Diante da realização de conferências e tratados internacionais gerados pela

necessidade de resguardo do ambiente, o desenvolvimento sustentável tornou-se a

bandeira a ser içada pelas nações. A ideia de que a água deve ser considerada

como bem indispensável para manter necessidades básicas, de que suprimento e

acesso no futuro devem considerar a expectativa de vida atual e das futuras

gerações e de que deve haver manutenção da segurança do suprimento que enseje

condições para usos múltiplos, já não podem ser ignoradas sob pena de privar o

jovem de hoje de ambiente saudável amanhã.

Desta forma, há algumas décadas, em todo o globo, o raciocínio científico e

as tendências políticas vêm considerando a água (superficial e subterrânea) como

bem ambiental de primeira importância, sendo que vários governos e grande número

de agências internacionais realçam a primazia da mesma, como parte do conjunto

dos recursos naturais estratégicos.

Evidências existentes e experiências em muitos países indicam que

organizações de controle para a governança desses recursos dependem de preceito

central articulado, com um conjunto de sistemas regionais descentralizados para que

seja possível acompanhar o estado da qualidade e quantidade de água numa

determinada bacia hidrográfica. Por estes motivos, no Brasil foi promulgada a lei nº

9.433/1997, conhecida como Política Nacional de Recursos Hídricos, que organizou

141

o setor de planejamento e gestão das águas, em âmbito nacional, introduzindo

instrumentos de políticas e princípios básicos praticados atualmente em quase todos

os países que avançaram na gestão de recursos hídricos.

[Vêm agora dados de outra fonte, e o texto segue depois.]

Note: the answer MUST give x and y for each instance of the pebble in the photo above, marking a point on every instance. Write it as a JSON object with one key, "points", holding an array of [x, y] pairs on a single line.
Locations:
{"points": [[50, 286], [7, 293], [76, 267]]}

Em função da condição de escassez em quantidade e ou qualidade, a água

deixa de ser um bem livre e passa a ter valor econômico. Esse fato contribuiu com

adoção de novo paradigma de gestão hídrica, que compreende utilização de

instrumentos regulatórios e econômicos, para garantir efetividade do direito

ambiental na proteção da água.

O desenvolvimento sustentável exige mudanças urgentes na sociedade de

forma a proteger o ambiente pelo uso racional dos recursos hídricos. É preciso que

seja garantida uma boa qualidade de vida, em que pessoas possam contar com

melhores oportunidades econômicas e sociais, porém com limitações e respeito ao

ambiente, e em especial à água.

O princípio Usuário Pagador assegura ao poluidor o dever de arcar com

despesas de prevenção dos danos causados ao ambiente que sua atividade possa

causar, cabendo-lhe responsabilidade de utilizar instrumentos necessários à

prevenção dos danos. E, em caso de ocorrer dano ao ambiente em decorrência da

atividade desenvolvida, o poluidor será responsável pela reparação. Este é um

princípio ainda em desenvolvimento, porém, enquanto não houver choque de

informação que convença na plenitude o usuário dos perigos advindos da falta de

água, dificilmente a conduta humana mudará, principalmente em países em que a

disponibilidade ainda é satisfatória e a cultura do desperdício se faz presente em

todas as classes sociais.

Conclui-se diante dos assuntos abordados neste trabalho que respeito ao

ambiente é questão de vontade política e de conscientização da humanidade de

que, se a natureza continuar sendo usada de forma indiscriminada e irresponsável,

um dia esse planeta não terá mais vida.

Ao fim deste estudo, que o Direito Ambiental, tem normas jurídicas eficientes

e capazes de garantir proteção das águas. No entanto, é necessária conscientização

da população na aplicabilidade e participação da gestão dos recursos hídricos, como

forma de dar efetividade ao direito que está posto.